Nationwide, more than 42 percent of the U.S. chicken industry has already committed to reducing the use of antibiotics, according to the Natural Resources Defense Council. With KFC's move, that number is set to grow.

KFC U.S. President Kevin Hochman called the chain's move a "major milestone" that should significantly increase the supply of bone-in chicken raised without medically important antibiotics. It should also open the door for smaller chains to follow KFC's move, he told Reuters.

KFC, which sells more than 65 million buckets of chicken a year, estimated that one-third of its suppliers were already transitioning to chicken raised with fewer antibiotics.

The company said it was late to shift away from human antibiotics because it had to persuade suppliers of bone-in chickens it uses to make the change.

The chain typically only buys up to one-third of birds in a flock because the others do not meet its specifications. That meant its suppliers needed to find other buyers before being able to curb use of the drugs to satisfy KFC, the company said.

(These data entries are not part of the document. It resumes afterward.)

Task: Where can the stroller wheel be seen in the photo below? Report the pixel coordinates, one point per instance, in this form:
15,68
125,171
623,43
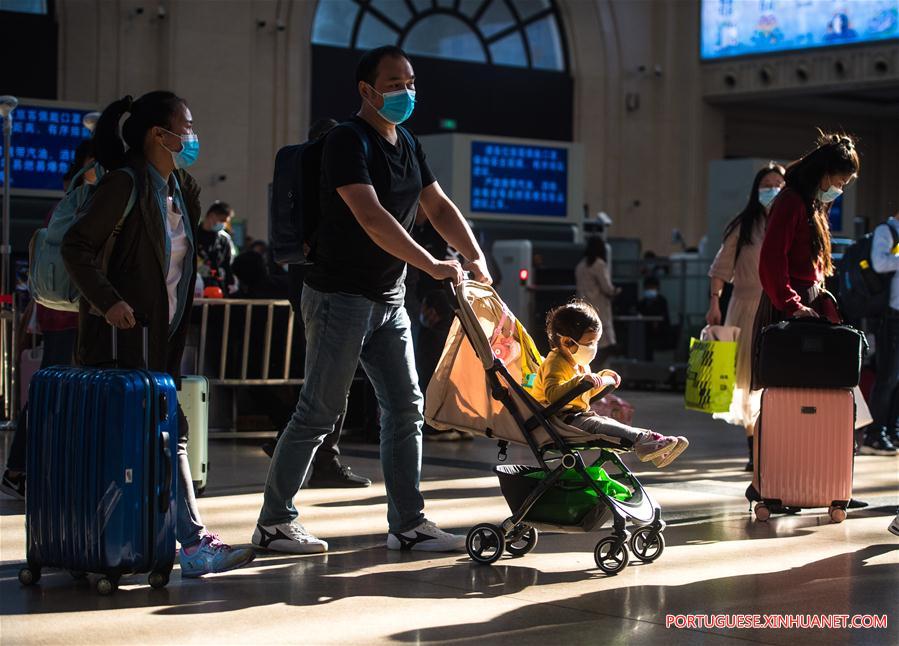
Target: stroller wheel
647,544
611,555
485,543
524,544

The suppliers have improved hygiene and airflow in chicken houses to keep birds healthy and given them more room to move, Vijay Sukumar, chief food innovation officer for KFC's U.S. operations, told Reuters on Friday. That has raised costs but also reduced the need for drugs, he said. He did not give further details of the costs.

"We had to convince our suppliers to go for the change and then they worked with us," Sukumar said.

HERBS AND HYGIENE

Tyson, one of KFC's suppliers, set a goal in April 2015 to eliminate the use of human antibiotics from its broiler flocks, or those raised for meat, by the end of September 2017.

More than 90 percent of broiler chickens in its supply chain were raised without antibiotics also used in humans in its fiscal year 2016, Tyson told Reuters on Friday.

The company also plans to switch its retail line of Tyson-branded chicken products to birds raised without any antibiotics.

Perdue Farms, a competitor, said it eliminated the routine use of all antibiotics in chicken last year. It now puts oregano in birds' water, banking on the herb's antioxidants to keep them healthy, and takes other steps to avoid drugs.

Tyson said it has ramped up efforts to sanitize facilities and eggs that hatch into baby chicks, which are most vulnerable to sickness.

The company wanted eggs to be cleaner before they hatch and now asks farmers to rub them with sanitizing wipes before shipping them to a Tyson facility, said Bill Hewat, Tyson's director of international veterinarian services, during a tour of a Missouri hatchery last year.

Once the eggs arrive, Tyson places them in a room filled nightly with a fog of peracetic acid that is intended to keep the bacterial load as low as possible before eggs go into incubators, he said.

"It's an incubator for eggs," said Hewat. "Unfortunately it's also an incubator for bacteria."

The mortality rate for Tyson's chicks in their first week of life increased after the company initially removed human antibiotics, Hewat said. By September 2016, it had returned to close to where it was before the change, because of Tyson's extra efforts, he said.

Tyson has also started spraying hot water inside the hatchery to maintain a clean environment and increased spot-testing for bacteria.

"We wanted hospital-clean," said Kevin Gibbs, a production manager.

Tyson has found it difficult to explain to some farmers why the company wants to change its practices to shift away from antibiotics, according to Alan Johnston, a manager at the Tyson facilities in Missouri.

"It's like turning the Titanic on some of these things," he said.